Organi su un chip: unirsi alla rivoluzione della medicina

26/09/2021

Vincitore nel 2020 di una borsa di studio della Fondazione Dompé, Davide Carta sta svolgendo un dottorato di ricerca in Ingegneria Medica presso la Queen Mary University of London. L'obiettivo della sua ricerca è quello di individure nuove terapie per il trattamento delle patologie invalidanti della retina utilizzando la tecnologia degli organi su un chip. Desideroso di guidare un team di ricerca e sviluppo specializzato nella medicina rigenerativa, Davide sogna un giorno di poter avere un ruolo di primo piano nella rivoluzione medica. Ecco la nostra intervista.

Ci racconti un po' di te?

Sono Davide, ho 26 anni e ho da poco concluso la laurea magistrale in Ingegneria Biomedica e in Bioingegneria e Nanosistemi presso il Politecnico di Milano e l’Instituto Superior Técnico di Lisbona. Ho scelto questo percorso principalmente perché mi attirava la figura dell’ingegnere: me lo immaginavo come un problem solver. L’Ingegneria Biomedica mi ha aiutato ad applicare questa competenza all’essere umano, uno dei sistemi più complessi che conosciamo e, quindi, uno dei più affascinanti. Ho da poco intrapreso un Dottorato di ricerca in Ingegneria Medica alla Queen Mary University di Londra.

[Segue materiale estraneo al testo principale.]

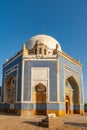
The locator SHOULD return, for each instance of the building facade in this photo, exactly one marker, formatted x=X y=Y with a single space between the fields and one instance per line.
x=42 y=79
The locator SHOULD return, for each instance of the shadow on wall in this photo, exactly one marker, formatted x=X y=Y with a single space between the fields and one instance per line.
x=76 y=124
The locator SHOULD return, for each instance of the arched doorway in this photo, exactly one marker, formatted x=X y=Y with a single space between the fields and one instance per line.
x=75 y=99
x=40 y=90
x=10 y=93
x=67 y=101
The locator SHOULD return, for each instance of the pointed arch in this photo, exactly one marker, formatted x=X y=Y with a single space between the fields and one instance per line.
x=40 y=99
x=10 y=90
x=75 y=94
x=75 y=88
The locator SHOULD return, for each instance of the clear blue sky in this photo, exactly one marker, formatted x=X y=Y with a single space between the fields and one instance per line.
x=65 y=20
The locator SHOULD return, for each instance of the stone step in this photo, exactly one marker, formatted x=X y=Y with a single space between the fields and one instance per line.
x=43 y=124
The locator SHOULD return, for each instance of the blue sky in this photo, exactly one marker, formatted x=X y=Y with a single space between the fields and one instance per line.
x=65 y=20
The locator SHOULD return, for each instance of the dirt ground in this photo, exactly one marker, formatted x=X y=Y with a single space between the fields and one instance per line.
x=70 y=122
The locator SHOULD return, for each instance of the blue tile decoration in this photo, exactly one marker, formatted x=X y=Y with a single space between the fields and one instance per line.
x=27 y=78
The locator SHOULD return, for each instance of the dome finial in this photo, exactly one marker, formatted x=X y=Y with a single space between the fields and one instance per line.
x=42 y=31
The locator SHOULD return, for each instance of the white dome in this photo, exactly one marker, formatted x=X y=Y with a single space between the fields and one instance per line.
x=49 y=41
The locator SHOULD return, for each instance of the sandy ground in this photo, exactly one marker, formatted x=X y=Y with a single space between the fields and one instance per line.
x=70 y=122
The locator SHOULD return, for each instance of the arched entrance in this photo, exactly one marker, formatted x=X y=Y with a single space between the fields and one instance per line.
x=74 y=99
x=10 y=93
x=67 y=101
x=40 y=90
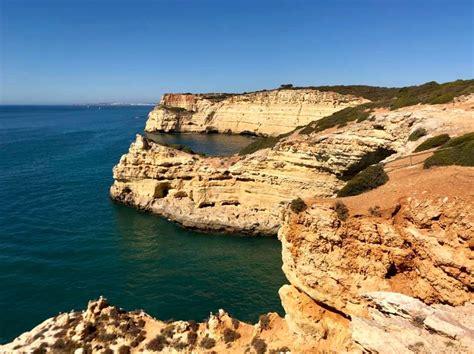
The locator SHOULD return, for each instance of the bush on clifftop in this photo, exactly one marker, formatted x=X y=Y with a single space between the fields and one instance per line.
x=298 y=205
x=417 y=134
x=458 y=151
x=370 y=178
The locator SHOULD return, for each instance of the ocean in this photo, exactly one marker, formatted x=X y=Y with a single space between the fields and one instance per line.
x=63 y=241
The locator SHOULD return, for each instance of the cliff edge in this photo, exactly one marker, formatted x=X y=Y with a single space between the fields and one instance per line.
x=263 y=113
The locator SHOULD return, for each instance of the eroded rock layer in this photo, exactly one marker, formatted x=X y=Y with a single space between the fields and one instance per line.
x=247 y=193
x=267 y=113
x=391 y=280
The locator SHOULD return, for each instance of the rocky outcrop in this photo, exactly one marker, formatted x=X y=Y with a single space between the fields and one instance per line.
x=248 y=193
x=392 y=280
x=105 y=329
x=266 y=113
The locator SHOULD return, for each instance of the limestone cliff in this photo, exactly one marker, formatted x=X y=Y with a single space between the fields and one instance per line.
x=267 y=113
x=248 y=193
x=392 y=279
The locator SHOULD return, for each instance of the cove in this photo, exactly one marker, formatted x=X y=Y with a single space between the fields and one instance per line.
x=64 y=242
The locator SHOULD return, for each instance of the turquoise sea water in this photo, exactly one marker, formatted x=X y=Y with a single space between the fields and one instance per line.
x=63 y=241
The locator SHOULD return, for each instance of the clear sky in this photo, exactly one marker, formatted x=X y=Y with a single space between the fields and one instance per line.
x=133 y=51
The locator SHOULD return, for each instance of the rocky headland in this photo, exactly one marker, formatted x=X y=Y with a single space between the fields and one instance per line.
x=248 y=193
x=263 y=113
x=388 y=270
x=390 y=273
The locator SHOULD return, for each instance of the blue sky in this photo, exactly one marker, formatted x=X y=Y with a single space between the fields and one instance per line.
x=133 y=51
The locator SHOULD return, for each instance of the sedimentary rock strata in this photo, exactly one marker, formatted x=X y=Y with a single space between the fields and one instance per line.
x=397 y=279
x=248 y=193
x=267 y=113
x=105 y=329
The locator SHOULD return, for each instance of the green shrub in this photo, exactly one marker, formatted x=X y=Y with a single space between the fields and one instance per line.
x=433 y=142
x=417 y=134
x=259 y=345
x=298 y=205
x=207 y=343
x=369 y=159
x=341 y=210
x=375 y=211
x=393 y=98
x=460 y=152
x=370 y=178
x=280 y=350
x=259 y=144
x=192 y=338
x=264 y=320
x=168 y=331
x=342 y=117
x=157 y=344
x=230 y=335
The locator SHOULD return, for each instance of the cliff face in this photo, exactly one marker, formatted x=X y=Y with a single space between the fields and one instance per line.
x=248 y=193
x=267 y=113
x=398 y=280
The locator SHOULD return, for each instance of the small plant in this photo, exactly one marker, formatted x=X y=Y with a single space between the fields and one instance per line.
x=192 y=338
x=341 y=210
x=168 y=331
x=433 y=142
x=259 y=345
x=157 y=344
x=459 y=151
x=417 y=134
x=230 y=335
x=207 y=343
x=264 y=321
x=280 y=350
x=235 y=323
x=124 y=349
x=298 y=205
x=370 y=178
x=375 y=211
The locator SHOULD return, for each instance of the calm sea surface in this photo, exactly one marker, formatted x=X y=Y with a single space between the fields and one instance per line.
x=63 y=241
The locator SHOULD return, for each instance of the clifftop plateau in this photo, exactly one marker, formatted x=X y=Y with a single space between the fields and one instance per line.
x=391 y=274
x=387 y=269
x=266 y=113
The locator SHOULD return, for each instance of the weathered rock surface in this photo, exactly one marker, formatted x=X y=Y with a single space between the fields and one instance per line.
x=398 y=281
x=247 y=193
x=105 y=329
x=267 y=113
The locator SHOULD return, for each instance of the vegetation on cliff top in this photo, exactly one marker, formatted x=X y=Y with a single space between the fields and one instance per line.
x=370 y=178
x=458 y=151
x=392 y=98
x=417 y=134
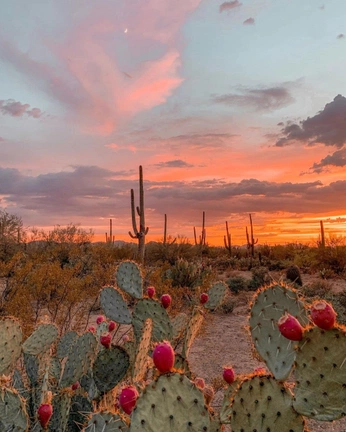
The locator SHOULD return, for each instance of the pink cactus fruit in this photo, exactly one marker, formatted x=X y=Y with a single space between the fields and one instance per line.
x=128 y=399
x=290 y=327
x=164 y=357
x=323 y=315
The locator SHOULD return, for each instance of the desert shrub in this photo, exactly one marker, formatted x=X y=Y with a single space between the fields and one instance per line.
x=260 y=277
x=293 y=275
x=237 y=283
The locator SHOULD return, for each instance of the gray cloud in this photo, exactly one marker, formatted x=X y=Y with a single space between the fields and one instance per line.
x=327 y=127
x=260 y=99
x=17 y=109
x=90 y=193
x=176 y=163
x=249 y=21
x=337 y=159
x=227 y=6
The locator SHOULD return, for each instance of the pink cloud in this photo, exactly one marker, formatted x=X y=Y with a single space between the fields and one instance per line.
x=89 y=78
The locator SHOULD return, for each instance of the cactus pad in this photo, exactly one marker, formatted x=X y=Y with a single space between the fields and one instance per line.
x=320 y=391
x=129 y=279
x=66 y=343
x=110 y=367
x=172 y=403
x=114 y=306
x=263 y=404
x=13 y=416
x=192 y=329
x=79 y=360
x=268 y=307
x=148 y=308
x=216 y=295
x=106 y=422
x=10 y=344
x=41 y=339
x=141 y=360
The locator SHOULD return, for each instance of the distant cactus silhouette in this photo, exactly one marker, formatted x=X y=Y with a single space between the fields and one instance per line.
x=293 y=275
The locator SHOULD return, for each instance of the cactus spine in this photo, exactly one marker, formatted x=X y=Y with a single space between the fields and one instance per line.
x=140 y=233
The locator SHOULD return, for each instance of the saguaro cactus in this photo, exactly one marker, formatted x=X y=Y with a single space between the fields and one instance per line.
x=143 y=230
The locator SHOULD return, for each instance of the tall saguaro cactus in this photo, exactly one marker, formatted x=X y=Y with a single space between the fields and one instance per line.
x=140 y=233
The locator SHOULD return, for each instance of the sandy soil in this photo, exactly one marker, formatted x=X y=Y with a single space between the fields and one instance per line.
x=224 y=340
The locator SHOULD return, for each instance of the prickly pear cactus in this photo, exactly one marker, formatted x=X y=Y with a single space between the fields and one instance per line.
x=192 y=329
x=79 y=360
x=139 y=367
x=129 y=279
x=320 y=391
x=148 y=308
x=217 y=294
x=41 y=339
x=263 y=404
x=110 y=367
x=13 y=416
x=114 y=306
x=171 y=403
x=268 y=307
x=106 y=422
x=10 y=344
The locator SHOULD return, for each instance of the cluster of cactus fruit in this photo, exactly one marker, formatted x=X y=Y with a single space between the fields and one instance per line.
x=90 y=383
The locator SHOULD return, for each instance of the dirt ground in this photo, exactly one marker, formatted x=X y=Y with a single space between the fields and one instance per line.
x=224 y=340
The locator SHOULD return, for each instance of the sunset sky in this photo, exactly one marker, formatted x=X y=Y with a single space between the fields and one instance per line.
x=231 y=108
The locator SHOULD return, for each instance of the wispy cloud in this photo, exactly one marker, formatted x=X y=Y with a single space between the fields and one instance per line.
x=17 y=109
x=249 y=21
x=227 y=6
x=271 y=98
x=327 y=127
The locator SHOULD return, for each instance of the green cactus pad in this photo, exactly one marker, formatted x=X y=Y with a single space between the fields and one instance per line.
x=140 y=364
x=148 y=308
x=171 y=403
x=80 y=410
x=61 y=409
x=66 y=343
x=13 y=416
x=182 y=365
x=41 y=339
x=320 y=391
x=263 y=404
x=129 y=279
x=269 y=305
x=114 y=306
x=217 y=294
x=10 y=344
x=106 y=422
x=192 y=329
x=179 y=323
x=79 y=360
x=110 y=367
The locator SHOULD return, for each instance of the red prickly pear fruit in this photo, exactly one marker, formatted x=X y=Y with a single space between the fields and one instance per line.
x=151 y=292
x=44 y=413
x=163 y=357
x=199 y=382
x=106 y=340
x=290 y=327
x=100 y=319
x=228 y=374
x=166 y=300
x=204 y=298
x=111 y=326
x=323 y=315
x=76 y=385
x=128 y=398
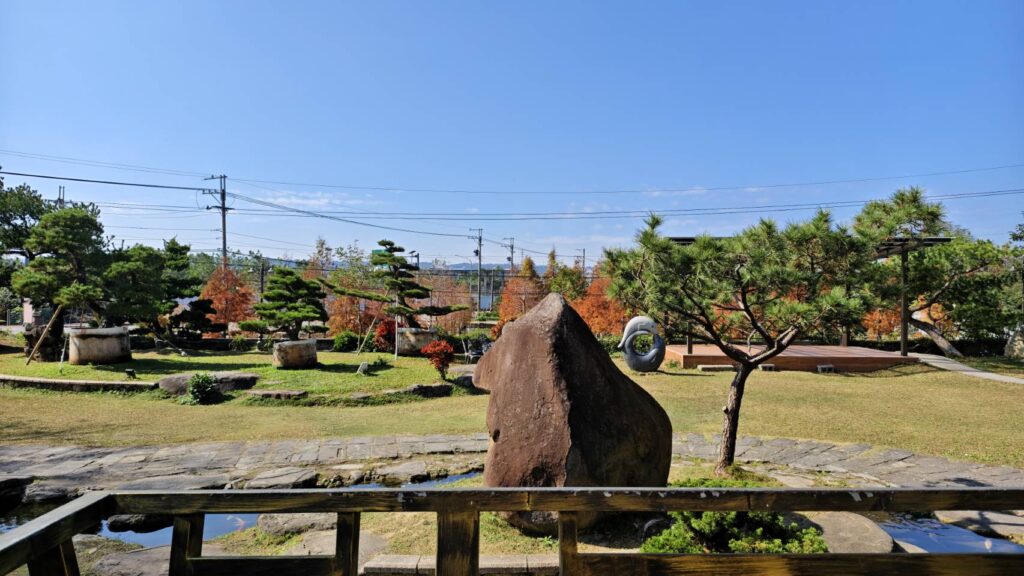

Perché hai scelto di intraprendere questo PhD?

Il mondo della ricerca non è sempre stato la mia passione, almeno finché non ho iniziato a studiare per la tesi magistrale. Durante quel periodo, ho prodotto dispositivi rapidi diagnostici per diagnosticare delle infezioni batteriche ospedaliere. Quello studio aveva un duplice obiettivo: limitare la diffusione delle infezioni e velocizzarne la diagnosi. È stato molto appassionante dedicarmi a qualcosa che avesse lo scopo di migliorare la qualità di vita del paziente e proteggere la comunità. Ho quindi cercato nel mio dottorato qualcosa con una finalità simile. Per me la ricerca è sempre stata sinonimo di scoperta, curiosità, impatto concreto sulla società.

Qual è l'oggetto della tua attività di ricerca?

Il punto focale è la vista, una della capacità umane più complesse ed essenziali: perderla, riduce drasticamente la qualità della vita del paziente. L’obiettivo del mio dottorato è scoprire quali sono le caratteristiche delle patologie invalidanti della retina e fare un passo avanti verso la loro risoluzione. In parole povere, mi occuperò di creare un modello cellulare, ovvero di riprodurre in provetta alcune componenti dell’occhio. Userò poi questo modello per studiare il decorso della patologia e produrre test farmacologici con lo scopo di validare nuove medicine.

Cosa ti affascina di questo ambito di ricerca?

Innanzitutto, il carattere estremamente innovativo dei topic toccati, tra cui la Medicina Rigenerativa e gli Organs on a chip. In breve, questi si occupano di creare modelli su scala ridotta in dispostivi che occupano il palmo di una mano. Essendo poi un ambito di ricerca poco esplorato, il ricercatore ha ampio spazio per esprimere la propria creatività, dimostrare le sue competenze e individuare l’ambito di ricerca più profittevole. Inoltre, mi affascina la multidisciplinarietà che richiede questa ricerca: dalla biologia alla micro-fabbricazione.

Cosa vuoi fare "da grande"?

Parafrasando le parole di un noto pacifista, vorrei essere quel cambiamento che desidero vedere nel mondo. Per questo, mi piacerebbe gestire un team di Ricerca e Sviluppo proprio nella Medicina Rigenerativa, che sta innescando una rivoluzione in ambito medico a cui vorrei partecipare. Mi affascina anche molto l’ambito didattico, quindi l’idea di contribuire alla formazione degli scienziati del domani. Il mio sogno sarebbe coniugare entrambe le cose.